TODAY reports: While the property market is “a lot less hot”, there is “some distance to go” in certain segments of the market, says National Development Minister Khaw Boon Wan.
SINGAPORE: Property-cooling measures will stay for now and the right time to adjust or even lift some of the temporary initiatives is when the market equilibrium is a lot more certain and sustainable, said National Development Minister Khaw Boon Wan.
Private-home prices fell 0.9 per cent between April and June, continuing a slide for the seventh quarter running — the longest streak in 13 years.
However, in an interview with TODAY last Thursday (Aug 13), Mr Khaw said that while the property market is “a lot less hot” and price adjustment in certain sub-sectors of the private market, for example, has been drastic, there is “some distance to go” in other segments.
While the authorities are monitoring the sales and purchase data in both private- and public-housing markets, they are also scrutinising the trends and price movements in sub-sectors, he added. “So it’s not a straightforward (matter of) looking for a figure or a statistic, then you say, ‘Aha, we have arrived’, because the various moving parts are actually interlinked.”

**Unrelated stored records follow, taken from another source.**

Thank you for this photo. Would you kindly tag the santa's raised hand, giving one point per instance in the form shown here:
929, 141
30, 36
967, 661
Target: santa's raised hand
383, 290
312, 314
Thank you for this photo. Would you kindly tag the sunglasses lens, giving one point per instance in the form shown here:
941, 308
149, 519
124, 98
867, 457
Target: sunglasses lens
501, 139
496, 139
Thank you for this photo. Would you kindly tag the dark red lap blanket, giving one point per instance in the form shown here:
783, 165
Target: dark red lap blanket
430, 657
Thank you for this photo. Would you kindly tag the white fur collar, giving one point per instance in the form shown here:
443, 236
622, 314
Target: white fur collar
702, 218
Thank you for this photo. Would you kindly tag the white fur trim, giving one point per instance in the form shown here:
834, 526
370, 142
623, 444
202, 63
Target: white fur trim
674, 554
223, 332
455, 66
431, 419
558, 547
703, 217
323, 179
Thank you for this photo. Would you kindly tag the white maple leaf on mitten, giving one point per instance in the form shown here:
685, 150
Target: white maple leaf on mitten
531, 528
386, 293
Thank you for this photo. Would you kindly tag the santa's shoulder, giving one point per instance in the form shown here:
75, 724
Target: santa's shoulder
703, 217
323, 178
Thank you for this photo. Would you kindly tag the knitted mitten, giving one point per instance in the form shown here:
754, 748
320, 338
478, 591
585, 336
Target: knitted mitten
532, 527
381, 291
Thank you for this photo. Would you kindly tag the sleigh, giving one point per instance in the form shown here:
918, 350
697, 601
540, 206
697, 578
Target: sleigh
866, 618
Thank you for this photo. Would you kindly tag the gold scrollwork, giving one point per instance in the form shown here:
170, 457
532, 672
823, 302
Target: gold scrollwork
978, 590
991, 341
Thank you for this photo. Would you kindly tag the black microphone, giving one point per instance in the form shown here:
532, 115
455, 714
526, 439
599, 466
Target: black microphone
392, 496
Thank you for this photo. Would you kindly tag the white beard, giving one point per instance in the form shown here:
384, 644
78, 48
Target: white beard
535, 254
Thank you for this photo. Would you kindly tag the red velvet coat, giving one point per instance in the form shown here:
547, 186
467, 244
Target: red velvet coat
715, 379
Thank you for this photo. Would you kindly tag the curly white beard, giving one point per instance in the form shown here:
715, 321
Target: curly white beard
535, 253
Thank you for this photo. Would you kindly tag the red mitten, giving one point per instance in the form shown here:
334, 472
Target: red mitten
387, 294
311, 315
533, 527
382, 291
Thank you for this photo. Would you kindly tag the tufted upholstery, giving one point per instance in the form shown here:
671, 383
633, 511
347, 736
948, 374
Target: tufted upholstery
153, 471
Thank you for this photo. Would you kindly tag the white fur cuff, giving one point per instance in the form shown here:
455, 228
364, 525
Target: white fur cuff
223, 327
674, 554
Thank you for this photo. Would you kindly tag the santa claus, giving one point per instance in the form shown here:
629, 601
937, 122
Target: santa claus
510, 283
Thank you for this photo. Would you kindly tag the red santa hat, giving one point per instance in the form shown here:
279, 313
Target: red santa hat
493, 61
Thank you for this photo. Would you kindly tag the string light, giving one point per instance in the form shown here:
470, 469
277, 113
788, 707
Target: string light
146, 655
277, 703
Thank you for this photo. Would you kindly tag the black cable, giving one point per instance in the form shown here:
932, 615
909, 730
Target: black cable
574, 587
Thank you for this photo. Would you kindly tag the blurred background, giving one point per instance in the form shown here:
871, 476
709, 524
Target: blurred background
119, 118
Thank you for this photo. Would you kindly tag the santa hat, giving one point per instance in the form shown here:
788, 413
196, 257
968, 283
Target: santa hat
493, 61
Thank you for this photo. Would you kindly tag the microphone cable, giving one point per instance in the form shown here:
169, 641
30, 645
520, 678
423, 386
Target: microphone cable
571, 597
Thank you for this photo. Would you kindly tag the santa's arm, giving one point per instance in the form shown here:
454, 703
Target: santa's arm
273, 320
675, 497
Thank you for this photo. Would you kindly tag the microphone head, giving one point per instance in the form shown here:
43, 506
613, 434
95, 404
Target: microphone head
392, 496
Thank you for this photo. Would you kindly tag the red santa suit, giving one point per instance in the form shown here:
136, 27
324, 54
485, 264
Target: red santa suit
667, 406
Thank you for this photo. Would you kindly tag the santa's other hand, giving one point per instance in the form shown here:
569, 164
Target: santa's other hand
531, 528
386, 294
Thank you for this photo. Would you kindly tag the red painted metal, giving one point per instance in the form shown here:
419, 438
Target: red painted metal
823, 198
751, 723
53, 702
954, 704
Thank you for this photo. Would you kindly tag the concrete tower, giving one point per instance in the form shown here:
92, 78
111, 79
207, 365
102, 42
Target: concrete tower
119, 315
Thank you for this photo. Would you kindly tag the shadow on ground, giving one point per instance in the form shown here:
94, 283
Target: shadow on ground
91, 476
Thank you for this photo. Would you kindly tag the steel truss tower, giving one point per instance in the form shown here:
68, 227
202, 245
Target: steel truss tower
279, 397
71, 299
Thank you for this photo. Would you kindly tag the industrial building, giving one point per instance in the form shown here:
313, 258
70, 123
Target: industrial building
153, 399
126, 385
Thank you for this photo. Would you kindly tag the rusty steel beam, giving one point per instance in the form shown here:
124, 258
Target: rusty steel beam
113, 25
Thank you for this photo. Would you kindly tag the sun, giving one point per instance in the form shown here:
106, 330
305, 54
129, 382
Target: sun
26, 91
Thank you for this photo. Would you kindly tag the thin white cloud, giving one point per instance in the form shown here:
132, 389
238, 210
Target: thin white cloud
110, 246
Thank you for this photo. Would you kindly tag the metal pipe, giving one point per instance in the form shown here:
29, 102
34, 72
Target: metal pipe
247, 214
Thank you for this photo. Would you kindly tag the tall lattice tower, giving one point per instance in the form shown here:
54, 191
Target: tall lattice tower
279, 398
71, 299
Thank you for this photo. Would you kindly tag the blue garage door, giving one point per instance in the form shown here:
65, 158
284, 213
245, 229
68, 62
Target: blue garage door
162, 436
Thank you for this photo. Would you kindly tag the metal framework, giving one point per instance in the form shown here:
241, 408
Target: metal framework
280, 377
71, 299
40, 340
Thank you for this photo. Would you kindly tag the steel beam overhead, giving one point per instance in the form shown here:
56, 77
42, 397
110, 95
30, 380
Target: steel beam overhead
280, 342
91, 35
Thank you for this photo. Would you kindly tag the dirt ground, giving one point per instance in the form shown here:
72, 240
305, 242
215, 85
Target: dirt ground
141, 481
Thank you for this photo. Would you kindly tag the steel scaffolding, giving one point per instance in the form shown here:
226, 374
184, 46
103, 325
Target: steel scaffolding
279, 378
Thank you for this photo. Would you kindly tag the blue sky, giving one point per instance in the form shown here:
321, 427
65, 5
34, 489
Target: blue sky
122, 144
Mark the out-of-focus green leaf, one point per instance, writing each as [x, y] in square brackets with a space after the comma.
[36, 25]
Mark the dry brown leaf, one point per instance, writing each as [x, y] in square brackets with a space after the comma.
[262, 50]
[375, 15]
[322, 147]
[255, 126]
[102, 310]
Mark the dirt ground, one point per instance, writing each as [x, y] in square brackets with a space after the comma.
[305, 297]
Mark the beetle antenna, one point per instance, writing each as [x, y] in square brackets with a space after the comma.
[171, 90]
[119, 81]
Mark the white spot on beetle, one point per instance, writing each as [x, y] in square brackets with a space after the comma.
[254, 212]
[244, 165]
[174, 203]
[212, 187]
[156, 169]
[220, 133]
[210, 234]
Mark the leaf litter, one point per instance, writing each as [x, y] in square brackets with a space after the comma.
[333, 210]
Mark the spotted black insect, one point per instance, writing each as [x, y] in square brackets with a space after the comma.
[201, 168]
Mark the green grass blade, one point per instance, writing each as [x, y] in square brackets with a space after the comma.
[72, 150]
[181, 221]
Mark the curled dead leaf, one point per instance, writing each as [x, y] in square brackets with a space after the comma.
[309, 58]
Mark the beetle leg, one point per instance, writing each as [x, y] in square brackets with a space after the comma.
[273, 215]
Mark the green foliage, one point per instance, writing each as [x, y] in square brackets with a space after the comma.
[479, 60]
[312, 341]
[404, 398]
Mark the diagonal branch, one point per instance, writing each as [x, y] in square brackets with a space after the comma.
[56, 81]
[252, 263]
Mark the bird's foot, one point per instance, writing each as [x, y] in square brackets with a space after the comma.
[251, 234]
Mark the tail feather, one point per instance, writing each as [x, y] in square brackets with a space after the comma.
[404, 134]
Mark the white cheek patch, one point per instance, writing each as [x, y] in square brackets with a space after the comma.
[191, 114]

Mr Khaw noted that structural and temporary initiatives, such as Additional Buyers’ Stamp Duty and loan-to-value limits, were among the several rounds of cooling measures rolled out by the Government.
“Measures have to be adjusted and perhaps even lifted, when it’s the right time. The right time is when the equilibrium is a lot more certain, more sustainable. And I don’t think we are at that point yet,” he said.
The external environment would also have an impact on Singapore’s economy and property market, he noted. A major factor is interest rates, and Mr Khaw pointed out that central banks all over the world had been talking about normalisation of interest rates for a long time. “It’s almost certain that the process towards normal will take a long time too.”
Adding that policymakers have been “lucky” with a property market that is “softening nicely”, Mr Khaw said: “It’s a complex system that we are part and parcel of. That’s why we have to watch carefully and, at various points, make some judgment calls.”
CONCERNS ABOUT OVERSUPPLY
The moribund housing market has set off a chorus of voices, especially from developers, calling for the property-cooling measures to be relaxed.
Last month, Monetary Authority of Singapore’s managing director Ravi Menon said it was premature to remove the cooling measures as the price correction had been modest, in the context of a 60 per cent increase in property prices over three years to reach their peak in 2013.
Amid concerns about an oversupply of public housing as the Government seeks to improve availability and affordability, Mr Khaw said there is “no policy to deliberately cause a glut”.
“What for? While a property bubble benefits no one, other than developers, a market collapse hurts everyone, with dire consequences for the rest of the economy,” he said.
After an unsustainable pace of construction in the past four years, the HDB has tapered the supply of new flats this year. “When I started this programme, I expected just two years of very intensive construction pace — practically with steroids,” Mr Khaw said.
Still, he said there has to be a “minimum level of construction pace”, regardless of the market condition.
“Because there will always be newly-weds… And if nothing else, the construction industry needs a certain minimum level of activities,” he said.